Genetic Variability among ampC Genes from Acinetobacter Genomic Species 3

Alejandro Beceiro,¹ Astrid Pérez,¹ Felipe Fernández-Cuenca,² Luis Martínez-Martínez,³ Alvaro Pascual,² Jordi Vila,⁴ Jesús Rodríguez-Baño,⁵ Jose Miguel Cisneros,⁶ Jerónimo Pachón,⁶ Germán Bou,^1* and the Spanish Group for Nosocomial Infection (GEIH)

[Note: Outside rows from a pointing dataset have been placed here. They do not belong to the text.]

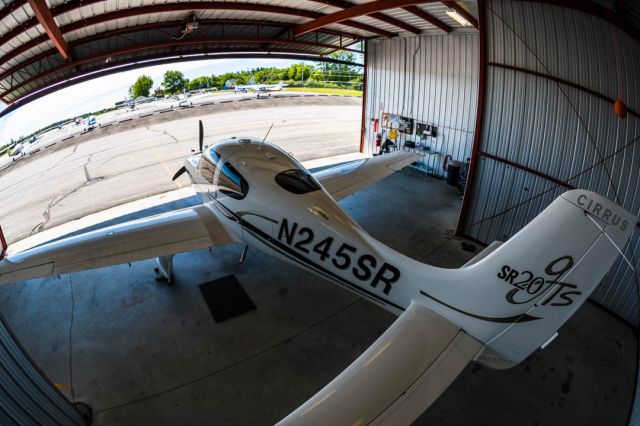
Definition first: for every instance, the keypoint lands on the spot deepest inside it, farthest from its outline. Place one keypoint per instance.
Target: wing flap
(160, 235)
(342, 181)
(397, 377)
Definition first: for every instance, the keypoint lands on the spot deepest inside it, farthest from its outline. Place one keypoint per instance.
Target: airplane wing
(344, 180)
(154, 236)
(395, 379)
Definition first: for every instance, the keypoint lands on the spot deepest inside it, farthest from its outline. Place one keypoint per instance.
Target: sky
(104, 92)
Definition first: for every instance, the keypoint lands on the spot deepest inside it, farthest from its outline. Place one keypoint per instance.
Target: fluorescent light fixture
(458, 18)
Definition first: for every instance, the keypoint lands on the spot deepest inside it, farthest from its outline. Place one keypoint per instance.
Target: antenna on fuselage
(265, 136)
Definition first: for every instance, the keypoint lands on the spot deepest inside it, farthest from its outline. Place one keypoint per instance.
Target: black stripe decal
(504, 320)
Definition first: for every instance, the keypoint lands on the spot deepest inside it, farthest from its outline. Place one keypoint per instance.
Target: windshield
(297, 181)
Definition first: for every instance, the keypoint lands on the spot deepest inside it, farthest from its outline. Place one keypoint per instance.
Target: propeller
(180, 171)
(183, 169)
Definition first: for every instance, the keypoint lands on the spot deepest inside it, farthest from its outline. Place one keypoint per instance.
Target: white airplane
(260, 88)
(495, 310)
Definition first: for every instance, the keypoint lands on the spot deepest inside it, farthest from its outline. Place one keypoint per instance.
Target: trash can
(453, 172)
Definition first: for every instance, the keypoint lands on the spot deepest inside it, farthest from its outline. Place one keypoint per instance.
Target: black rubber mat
(226, 298)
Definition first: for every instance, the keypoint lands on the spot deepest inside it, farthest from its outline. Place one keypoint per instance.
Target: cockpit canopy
(224, 176)
(297, 181)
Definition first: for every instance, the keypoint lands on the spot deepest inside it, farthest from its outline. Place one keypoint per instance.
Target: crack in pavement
(46, 214)
(163, 132)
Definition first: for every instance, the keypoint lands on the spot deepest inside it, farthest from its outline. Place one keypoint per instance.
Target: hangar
(532, 98)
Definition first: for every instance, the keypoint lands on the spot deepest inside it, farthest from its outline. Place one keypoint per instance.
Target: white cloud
(104, 92)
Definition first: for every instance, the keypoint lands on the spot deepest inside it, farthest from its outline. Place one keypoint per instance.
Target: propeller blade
(179, 172)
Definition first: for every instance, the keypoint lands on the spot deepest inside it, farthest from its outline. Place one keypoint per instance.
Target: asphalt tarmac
(137, 159)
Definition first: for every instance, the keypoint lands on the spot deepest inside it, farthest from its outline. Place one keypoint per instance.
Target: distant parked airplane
(495, 310)
(260, 88)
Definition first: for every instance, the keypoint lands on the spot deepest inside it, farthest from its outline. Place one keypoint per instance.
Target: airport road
(92, 175)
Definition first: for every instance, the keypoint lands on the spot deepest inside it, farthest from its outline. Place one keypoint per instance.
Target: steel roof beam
(175, 7)
(427, 17)
(462, 11)
(44, 16)
(395, 22)
(8, 10)
(105, 55)
(379, 16)
(195, 6)
(155, 25)
(75, 26)
(352, 12)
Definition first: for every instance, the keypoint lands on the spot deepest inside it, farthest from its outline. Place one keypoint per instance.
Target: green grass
(328, 91)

Servicio de Microbiología, Unidad de Investigación, Complejo Hospitalario Universitario Juan Canalejo, 15006 La Coruña,¹ Servicios de Microbiología y,² Enfermedades Infecciosas, Hospital Virgen Macarena, 41071 Sevilla,⁵ Servicio de Microbiología, Hospital Universitario Marqués de Valdecilla, Santander,³ Servei de Microbiología, Hospital Clinic, 08036 Barcelona,⁴ Servicio de Enfermedades Infecciosas, Hospital Universitario Virgen del Rocío, 41013 Sevilla, Spain⁶

Received 14 April 2008/ Returned for modification 24 June 2008/ Accepted 13 November 2008

As a part of a nationwide study in Spain, 15 clinical isolates of Acinetobacter genomic species 3 (AG3) were analyzed. The main objective of the study was to characterize the ampC genes from these isolates and to determine their involvement in β-lactam resistance in AG3. The 15 AG3 isolates showed different profiles of resistance to ampicillin (range of MICs, 12 to >256 µg/ml). Nucleotide sequencing of the 15 ampC genes yielded 12 new AmpC enzymes (ADC-12 to ADC-23). The 12 AG3 enzymes showed 93.7 to 96.1% amino acid identity with respect to the AmpC enzyme from Acinetobacter baumannii (ADC-1 enzyme). Eight out of fifteen ampC genes were expressed in Escherichia coli cells under the control of a common promoter, and with the exception of one isolate (isolate 65, which showed lower β-lactam MICs), significant differences in overall β-lactam MICs for E. coli cells expressing AG3 ampC genes were not revealed. No significant differences in ampC gene expression in AG3 clinical isolates were revealed by reverse transcription-PCR analysis. A detailed analysis of the 12 AmpC protein sequences revealed that amino acid replacements (in comparison with those of ADC-1) occurred mainly in the same positions, although none were located in important functional domains such as the - loop or conserved β-lactamase motifs. Kinetic experiments performed with three representative AmpC enzymes (ADC-14, -16, and -18) in some cases revealed dramatic changes in K_m and k_cat values for β-lactams. No ISAba1 was detected upstream of the ampC genes. Our results reveal 12 new ampC genes in AG3. The enzymes showed a moderate degree of variability, and they are tentatively named ADC-12 to ADC-23.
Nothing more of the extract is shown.